Disputed Indian origins of East Asian martial arts

Claims that Chinese and Japanese martial arts come from Indian martial arts via Bodhidharma are complicated by disputes over Bodhidharma's origins and history as well as the documented existence of martial arts in China—and specifically at the Shaolin Monastery—prior to the purported arrival of Bodhidharma.

Historical texts speak of Bodhidharma, the legendary founder of Chan Buddhism, a Brahmin born in Kacheepuram in Tamil Nadu, in 522 A.D. arriving at the courts of the Chinese Emperor Liang Nuti, of the 6th dynasty, as the person responsible for bringing Kalaripayattu from India to China.
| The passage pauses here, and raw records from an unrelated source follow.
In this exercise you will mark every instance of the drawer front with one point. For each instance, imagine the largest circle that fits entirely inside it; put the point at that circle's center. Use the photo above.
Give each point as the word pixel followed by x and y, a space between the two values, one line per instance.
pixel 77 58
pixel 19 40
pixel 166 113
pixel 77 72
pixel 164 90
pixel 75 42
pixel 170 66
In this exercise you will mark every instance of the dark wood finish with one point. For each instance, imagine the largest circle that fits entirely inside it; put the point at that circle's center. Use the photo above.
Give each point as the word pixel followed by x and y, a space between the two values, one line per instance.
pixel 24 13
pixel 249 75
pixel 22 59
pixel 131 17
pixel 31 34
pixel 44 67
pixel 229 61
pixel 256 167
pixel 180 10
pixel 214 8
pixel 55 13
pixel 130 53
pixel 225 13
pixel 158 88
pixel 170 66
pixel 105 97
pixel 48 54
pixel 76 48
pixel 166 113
He taught meditative and physical exercises to the chinese monks so that they could defend themselves against the frequent attacks of bandits.

It is not until centuries after Bodhidharma's death that the "Jingde Chuandenglu" (1004) makes the first explicit association between Bodhidharma and the Shaolin temple. Even then, it contains no record of Bodhidharma teaching martial arts to the Shaolin monks or reference to any fighting skill or martial prowess on his part.

The association of Bodhidharma with martial arts is made in a text whose provenance Matsuda Takamoto could trace back no further than 1827 and which Lin Boyuan dates to 1624. Moreover, in the course of his research Matsuda found that, in the thirteen hundred years between Bodhidharma's time and 1827, the earliest date to which he could attest the existence of this text, none of the many contemporary texts written about the Shaolin martial arts even mentions Bodhidharma, let alone gives him credit for Shaolin martial arts. Even then, the association of Bodhidharma with martial arts only becomes widespread with the 1904–1907 serialization of the novel The Travels of Lao Ts'an in Illustrated Fiction Magazine.

Shaolin monastery records state that two of its very first monks, Huiguang and Sengchou, were expert in the martial arts years before the arrival of Bodhidharma. None of the canonical Buddhist sources associates Bodhidharma with martial arts whereas they do note Sengchou's skill with the tin staff.

In addition, the Spring and Autumn Annals of Wu and Yue, the Bibliographies in the Book of the Han Dynasty and the Records of the Grand Historian all document the existence of martial arts in China before Bodhidharma.

The Shaolin Temple in China contains fresco murals with dark-skinned, not black, but similar in skin tone to Indians, monks teaching ostensibly Chinese monks fighting forms. On the mural that survived three fires between 1644 to 1927, it says in Chinese script "Tenjiku Naranokaku" translating as "the fighting techniques to train the body which come from India ...

Cited in support of the Indian progeniture of Shaolin kung fu is a fresco painted during the Qing Dynasty (1644–1912) depicting light-skinned and dark-skinned monks sparring, supposedly inscribed and translated in Japanese as "Tenjiku Naranokaku," which translates as "the fighting techniques to train the body which come from India..." Elsewhere, however, the title is given in Chinese as "Quanpu Bihua," which translates as "Boxing Drills Mural."